ただし、これまでは、できるだけ味に差が出ないように醸造長(醸造開発責任者)が味の調整をしていたが、使用する水の違いなどにより、どうしても完全に差をなくすことができずにいたのだ。その味の差はマニアの間ではよく知られており、味比べなどをして楽しむビール愛好家もいたようだ。
そんななか、キリンビールは逆転の発想で、その味の差を利用した新商品を15年春に発売した。工場ごとに味に違いをつけた「一番搾り“地元うまれシリーズ”」を商品化し、工場ごとの味を楽しめるような商品を発売したのだ。全国9工場それぞれの醸造長が、地域で暮らすお客様のために造った特別な「一番搾り」の味を開発して販売することで、第1弾は予想の3倍を超える受注を記録した。味をしめたキリンビールは今年に入り、さらに地域性を出した「47都道府県の一番搾り」を発売し、大ヒットしたというストーリーだ。
キリンにしかできない独自の戦略
縮小するビール市場におけるイノベーションとして興味深い戦略であるが、そこにはキリンならではの強みがあるように思える。
現在、ビール市場において実はひとつだけ、成長中の市場がある。
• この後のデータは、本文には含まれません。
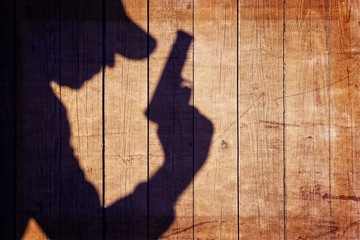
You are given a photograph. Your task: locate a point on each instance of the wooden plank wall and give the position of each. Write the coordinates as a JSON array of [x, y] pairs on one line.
[[191, 119]]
それは「地ビール」だ。ビール消費量全体に占める地ビール消費量の割合はまだわずかだが、成長スピードは急速だ。地域性や、独自性を出した商品が現代の市場ニーズに合致し、勢いを増していると思われる。
今回の「47都道府県の一番搾り」は、有名ブランドの一番搾りをベースに、地域に合わせたまさに地ビールのような独自性をつくりだすことで、市場に受け入れられたと思われる。「味を統一する」という発想から、「味の違いを強みにする」という逆転の発想で、メジャーブランドと地ビールの両方のメリットを享受する戦略なのではないだろうか。日本中に工場を持つキリンビールだからこそできる戦略であり、そのしたたかさに脱帽だ。